I flipped a rod out for about 15 minutes this evening just before sunset. It's gonna take like 6 oz to anchor it. The current is smoking.


----------



## GROUPERKING (Sep 28, 2011)

Dang ! I sure hope that it eases up.


----------



## krisc1 (Feb 11, 2015)

I to am going in the am there is a 40% chance of rain but the fishing looks likes it going to be good.

Sent from my SM-N910V using Tapatalk


----------



## GROUPERKING (Sep 28, 2011)

Good luck guys ! Fixing to hit the hay. I will post up tomorrow.


----------



## Gee-man (May 29, 2011)

*site i use*

http://www.swellinfo.com/surf-forecast/pensacola-florida


GrouperKing I love this site gives winds, swells and tides. I use it daily. I'll be out this morning in about 3 hours. Good Luck.


----------



## pompanostradamus (Oct 17, 2007)

Guys I wish yall the best of luck but be prepared for tough fishing.
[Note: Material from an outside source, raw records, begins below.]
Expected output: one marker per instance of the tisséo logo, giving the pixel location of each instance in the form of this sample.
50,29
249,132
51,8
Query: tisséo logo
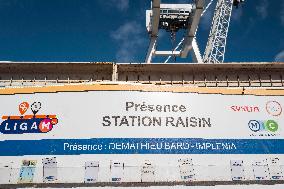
258,126
32,123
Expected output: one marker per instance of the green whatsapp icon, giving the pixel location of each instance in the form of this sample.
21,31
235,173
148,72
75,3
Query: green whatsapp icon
271,125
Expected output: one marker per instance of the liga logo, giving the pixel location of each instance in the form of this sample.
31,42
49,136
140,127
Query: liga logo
30,123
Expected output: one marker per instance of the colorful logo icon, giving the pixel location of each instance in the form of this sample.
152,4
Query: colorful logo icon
28,123
258,126
273,108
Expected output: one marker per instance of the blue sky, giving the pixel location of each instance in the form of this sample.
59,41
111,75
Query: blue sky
114,30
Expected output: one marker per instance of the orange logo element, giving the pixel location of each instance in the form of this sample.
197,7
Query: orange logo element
23,107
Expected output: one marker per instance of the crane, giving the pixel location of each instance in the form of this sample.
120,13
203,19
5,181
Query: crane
216,44
173,17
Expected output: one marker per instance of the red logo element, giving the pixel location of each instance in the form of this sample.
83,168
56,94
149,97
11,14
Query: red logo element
245,108
23,107
273,108
45,125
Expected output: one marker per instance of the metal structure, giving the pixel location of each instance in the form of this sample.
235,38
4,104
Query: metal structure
216,45
172,18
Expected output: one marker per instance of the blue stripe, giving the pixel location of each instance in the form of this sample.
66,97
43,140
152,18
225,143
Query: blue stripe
141,146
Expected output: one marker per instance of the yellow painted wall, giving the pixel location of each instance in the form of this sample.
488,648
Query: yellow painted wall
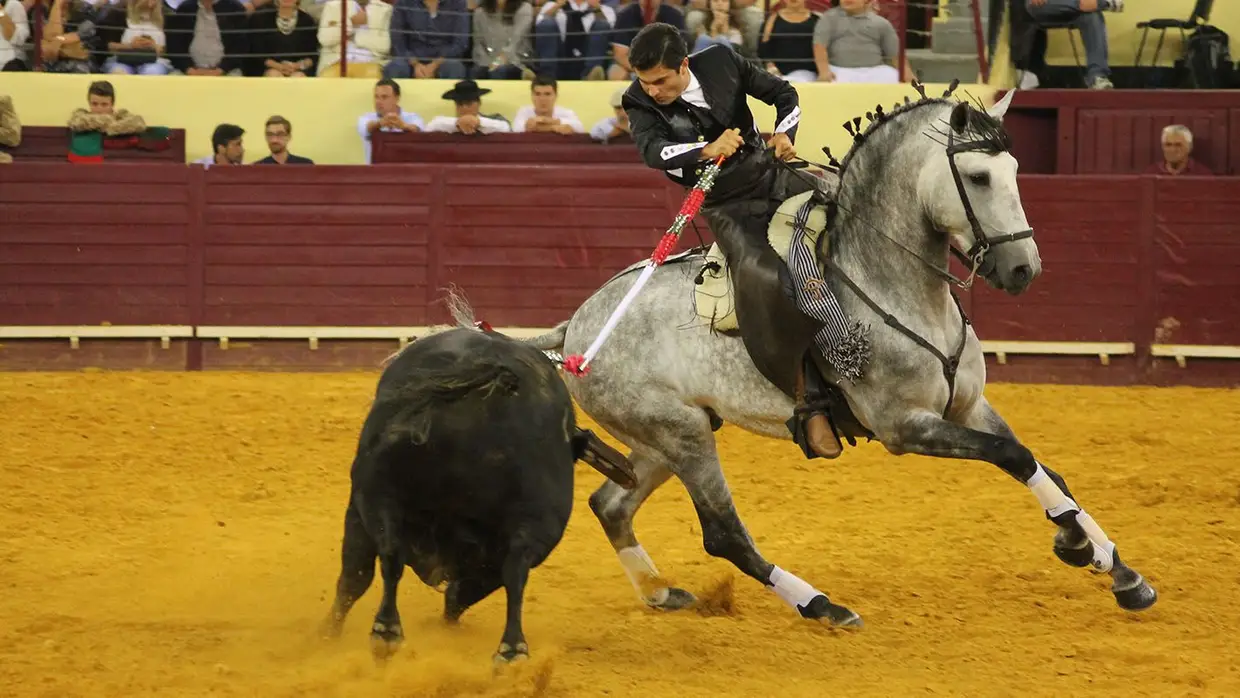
324,110
1124,37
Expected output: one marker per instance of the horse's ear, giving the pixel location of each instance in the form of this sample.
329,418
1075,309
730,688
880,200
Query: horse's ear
960,118
1001,106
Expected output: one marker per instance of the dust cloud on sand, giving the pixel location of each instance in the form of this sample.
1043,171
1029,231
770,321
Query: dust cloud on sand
179,534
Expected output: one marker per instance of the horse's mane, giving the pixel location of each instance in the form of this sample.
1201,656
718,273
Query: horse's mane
985,132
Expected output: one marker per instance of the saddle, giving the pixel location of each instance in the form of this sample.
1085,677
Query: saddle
714,305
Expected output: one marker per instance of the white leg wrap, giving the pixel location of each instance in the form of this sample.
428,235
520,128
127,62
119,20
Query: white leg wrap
1104,549
792,589
1055,502
1049,495
641,572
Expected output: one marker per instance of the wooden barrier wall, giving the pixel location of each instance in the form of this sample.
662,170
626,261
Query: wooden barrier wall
1126,258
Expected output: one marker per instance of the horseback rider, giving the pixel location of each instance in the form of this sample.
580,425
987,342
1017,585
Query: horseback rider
687,110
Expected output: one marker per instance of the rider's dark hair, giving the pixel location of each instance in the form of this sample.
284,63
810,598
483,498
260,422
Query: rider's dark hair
657,44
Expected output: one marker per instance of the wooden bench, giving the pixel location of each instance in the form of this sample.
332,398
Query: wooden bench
51,144
525,149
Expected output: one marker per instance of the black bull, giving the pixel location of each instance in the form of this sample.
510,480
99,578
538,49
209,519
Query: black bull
464,472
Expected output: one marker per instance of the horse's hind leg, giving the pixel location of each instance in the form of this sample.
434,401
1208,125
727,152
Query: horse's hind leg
985,435
614,506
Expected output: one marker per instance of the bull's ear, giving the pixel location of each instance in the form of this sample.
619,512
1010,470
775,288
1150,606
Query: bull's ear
960,118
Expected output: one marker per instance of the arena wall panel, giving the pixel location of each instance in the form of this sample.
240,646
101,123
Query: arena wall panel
1132,259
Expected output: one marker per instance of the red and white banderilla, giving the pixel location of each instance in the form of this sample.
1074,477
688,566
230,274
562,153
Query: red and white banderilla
578,363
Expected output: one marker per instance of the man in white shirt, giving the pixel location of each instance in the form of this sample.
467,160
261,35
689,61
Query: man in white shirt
469,118
543,115
387,115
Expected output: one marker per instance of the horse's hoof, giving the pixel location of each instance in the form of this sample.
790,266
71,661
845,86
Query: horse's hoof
510,653
676,600
385,641
1136,596
820,608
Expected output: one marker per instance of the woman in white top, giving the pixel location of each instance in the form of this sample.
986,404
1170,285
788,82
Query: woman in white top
140,48
14,32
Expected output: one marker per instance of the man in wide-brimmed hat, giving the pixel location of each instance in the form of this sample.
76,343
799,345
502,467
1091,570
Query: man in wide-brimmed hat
468,97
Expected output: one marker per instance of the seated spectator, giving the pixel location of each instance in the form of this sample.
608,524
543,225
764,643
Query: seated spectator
429,40
615,127
278,132
571,39
1086,16
207,37
387,115
544,115
1177,143
629,21
469,118
501,40
718,25
102,114
10,128
226,145
854,44
283,42
70,36
745,15
14,32
368,36
141,46
788,42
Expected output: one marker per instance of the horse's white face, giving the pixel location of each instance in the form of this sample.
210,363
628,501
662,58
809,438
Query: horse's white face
991,189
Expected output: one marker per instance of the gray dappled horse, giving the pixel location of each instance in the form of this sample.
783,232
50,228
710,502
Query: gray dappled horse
921,179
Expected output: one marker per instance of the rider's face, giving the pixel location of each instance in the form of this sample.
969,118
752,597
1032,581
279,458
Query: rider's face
665,84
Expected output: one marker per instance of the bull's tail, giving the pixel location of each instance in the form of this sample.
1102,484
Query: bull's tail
429,391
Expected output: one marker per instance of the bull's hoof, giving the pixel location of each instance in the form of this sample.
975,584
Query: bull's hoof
820,608
386,640
676,600
1135,595
510,653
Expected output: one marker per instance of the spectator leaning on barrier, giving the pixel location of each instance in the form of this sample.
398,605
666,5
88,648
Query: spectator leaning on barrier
283,42
207,37
278,132
368,36
429,40
1177,148
854,44
387,115
788,42
615,127
14,32
629,21
501,40
226,146
572,39
544,115
469,118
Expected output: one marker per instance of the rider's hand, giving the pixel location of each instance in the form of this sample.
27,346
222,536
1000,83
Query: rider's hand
783,146
724,145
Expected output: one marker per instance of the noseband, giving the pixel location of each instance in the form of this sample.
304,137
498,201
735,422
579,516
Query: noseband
982,243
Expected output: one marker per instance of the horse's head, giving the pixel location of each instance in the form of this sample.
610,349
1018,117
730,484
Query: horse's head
970,191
I surfed the AL Point jetties last night from 6-8 and the wind is howling SE, the current is ripping and the June grass is here already and was thick enough to drag on my leash and fins. Good news is that I saw plenty of sand flea colonies along the edge so bait should be plentiful. Hope yall catch em up.


----------



## GROUPERKING (Sep 28, 2011)

Well I have over slept. Debating on whether or not to go now. Anybody on the beaches this morning ? How's the grass & current this morning ? Thanks for the heads up pompanostradamus.


----------



## krisc1 (Feb 11, 2015)

Welp this morning and afternoon was definetley some rough surf fishing. I caught 5 small cats and a baby black drum just past opal. I was hoping for a better yield but at least i didnt get skunked. How everyone else do?

Sent from my SM-N910V using Tapatalk


----------



## Trucki-n-ihsiF (Mar 23, 2008)

http://www.visitpensacola.com/content/webcam/pensacola-beach-east


----------



## GROUPERKING (Sep 28, 2011)

I went to Fort Morgan and didn't even try. Way to rough ! Oh well the pompano have another week to get bigger. :thumbsup:


----------



## HighCotton (Oct 2, 2007)

I was able to manage a 3rd place 1.56 lb pomp in the tournament today & felt daayum lucky to be there .... hard day of fishing for sure!


----------



## Penn720 (Nov 1, 2013)

My family's in Gulf Shores for a few days. Was able to get 2 pomps Fri am along with a few ladies and even more hardheads. Tried again in the afternoon and only caught afew more hardheads. The sargasm started moving in and was thick this am(Sat) so the lines stayed dry. The water's really murky but the fleas are easy to spot. Took a 4oz pyramid to keep the lines out

Also, no june grass spotted, but when a clump of that sargasm gets hung on your line with the current ripping like it is makes it feel like you reeling in an anchor.


----------